Weakly Supervised Machine Learning for Cyberbullying Detection
The advent of social media has revolutionized human communication, significantly improving individuals' lives. It makes people closer to each other, provides access to enormous real-time information, and eases marketing and business. Despite its uncountable benefits, however, we must consider some of its negative implications such as online harassment and cyberbullying. Cyberbullying is becoming a serious, large-scale problem damaging people's online lives. This phenomenon is creating a need for automated, data-driven techniques for analyzing and detecting such behaviors. In this research, we aim to address the computational challenges associated with harassment-based cyberbullying detection in social media by developing machine-learning framework that only requires weak supervision. We propose a general framework that trains an ensemble of two learners in which each learner looks at the problem from a different perspective. One learner identifies bullying incidents by examining the language content in the message; another learner considers the social structure to discover bullying.

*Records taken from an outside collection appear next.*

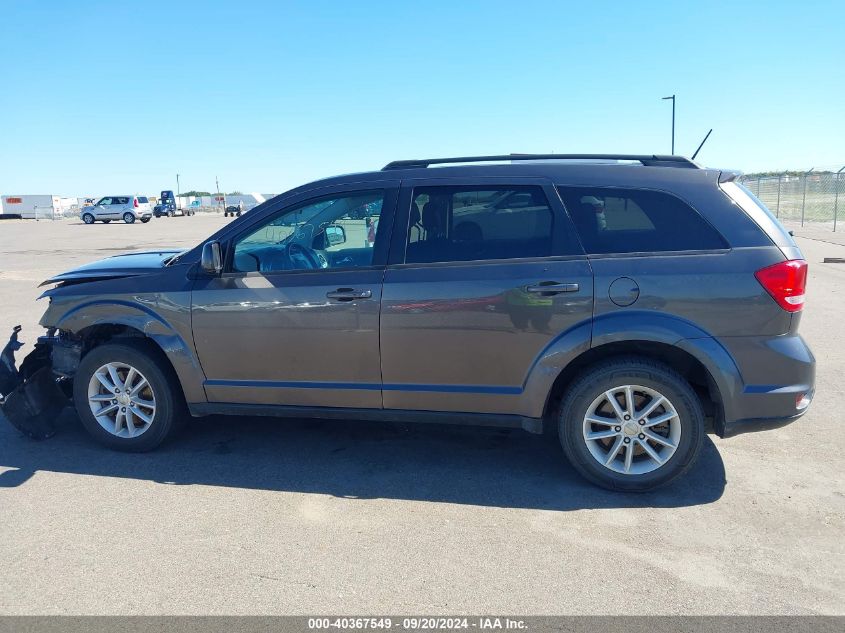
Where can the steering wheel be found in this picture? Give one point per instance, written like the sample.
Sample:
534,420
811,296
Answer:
297,254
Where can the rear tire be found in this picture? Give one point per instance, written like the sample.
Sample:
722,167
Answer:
597,436
158,401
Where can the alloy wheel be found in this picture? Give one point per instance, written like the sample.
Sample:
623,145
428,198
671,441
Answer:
121,399
632,429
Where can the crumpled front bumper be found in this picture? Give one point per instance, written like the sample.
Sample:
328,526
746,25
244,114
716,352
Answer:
31,397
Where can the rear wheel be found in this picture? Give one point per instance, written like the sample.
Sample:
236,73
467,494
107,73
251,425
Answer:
631,424
124,397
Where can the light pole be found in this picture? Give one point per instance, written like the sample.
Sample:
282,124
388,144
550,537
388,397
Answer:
673,122
836,199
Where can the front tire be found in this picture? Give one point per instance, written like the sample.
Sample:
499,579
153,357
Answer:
124,398
631,424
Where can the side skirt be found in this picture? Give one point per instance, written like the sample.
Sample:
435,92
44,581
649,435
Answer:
532,425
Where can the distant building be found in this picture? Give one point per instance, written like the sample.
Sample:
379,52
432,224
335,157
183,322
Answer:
37,206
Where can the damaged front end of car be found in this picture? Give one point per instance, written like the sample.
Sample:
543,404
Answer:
33,395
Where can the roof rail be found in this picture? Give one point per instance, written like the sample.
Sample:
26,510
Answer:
651,160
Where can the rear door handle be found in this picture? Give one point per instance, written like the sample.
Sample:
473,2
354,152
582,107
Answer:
349,294
552,288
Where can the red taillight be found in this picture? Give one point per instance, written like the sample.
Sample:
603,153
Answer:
785,282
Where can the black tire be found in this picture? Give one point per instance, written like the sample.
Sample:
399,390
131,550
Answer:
630,371
170,408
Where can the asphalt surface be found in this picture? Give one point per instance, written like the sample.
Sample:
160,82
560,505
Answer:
263,516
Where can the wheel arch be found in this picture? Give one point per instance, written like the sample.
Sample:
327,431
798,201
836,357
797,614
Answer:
96,323
678,343
681,360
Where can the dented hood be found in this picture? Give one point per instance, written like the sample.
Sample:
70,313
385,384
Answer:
129,265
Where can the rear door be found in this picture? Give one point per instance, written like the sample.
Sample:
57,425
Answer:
484,274
102,209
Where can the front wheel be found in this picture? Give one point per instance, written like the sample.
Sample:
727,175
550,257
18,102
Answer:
631,424
124,397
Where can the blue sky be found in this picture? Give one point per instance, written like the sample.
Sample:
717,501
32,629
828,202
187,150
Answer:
112,96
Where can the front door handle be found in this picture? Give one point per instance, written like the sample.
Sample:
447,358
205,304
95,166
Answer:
552,288
349,294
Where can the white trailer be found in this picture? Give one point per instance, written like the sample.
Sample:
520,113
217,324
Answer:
38,206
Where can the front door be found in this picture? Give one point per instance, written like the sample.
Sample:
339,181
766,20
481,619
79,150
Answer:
293,319
119,206
483,276
103,208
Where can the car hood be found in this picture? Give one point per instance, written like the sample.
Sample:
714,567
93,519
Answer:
129,265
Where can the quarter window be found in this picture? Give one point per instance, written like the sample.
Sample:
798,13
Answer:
465,224
613,220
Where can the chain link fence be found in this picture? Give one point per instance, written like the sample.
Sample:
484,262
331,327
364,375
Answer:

Each learner is using different body of information, and the individual learner co-train one another to come to an agreement about the bullying concept. The models estimate whether each social interaction is bullying by optimizing an objective function that maximizes the consistency between these detectors.
We first developed a model we referred to as participant-vocabulary consistency, which is an ensemble of two linear language-based and user-based models. The model is trained by providing a set of seed key-phrases that are indicative of bullying language. The results were promising, demonstrating its effectiveness and usefulness in recovering known bullying words, recognizing new bullying words, and discovering users involved in cyberbullying. We have extended this co-trained ensemble approach with two complementary goals: (1) using nonlinear embeddings as model families, (2) building a fair language-based detector. For the first goal, we incorporated the efficacy of distributed representations of words and nodes such as deep, nonlinear models. We represent words and users as low-dimensional vectors of real numbers as the input to language-based and user-based classifiers, respectively. The models are trained by optimizing an objective function that balances a co-training loss with a weak-supervision loss. Our experiments on Twitter, Ask.fm, and Instagram data show that deep ensembles outperform non-deep methods for weakly supervised harassment detection. For the second goal, we geared this research toward a very important topic in any online automated harassment detection: fairness against particular targeted groups including race, gender, religion, and sexual orientations. Our goal is to decrease the sensitivity of models to language describing particular social groups. We encourage the learning algorithm to avoid discrimination in the predictions by adding an unfairness penalty term to the objective function. We quantitatively and qualitatively evaluate the effectiveness of our proposed general framework on synthetic data and data from Twitter using post-hoc, crowdsourced annotation. In summary, this dissertation introduces a weakly supervised machine learning framework for harassment-based cyberbullying detection using both messages and user roles in social media.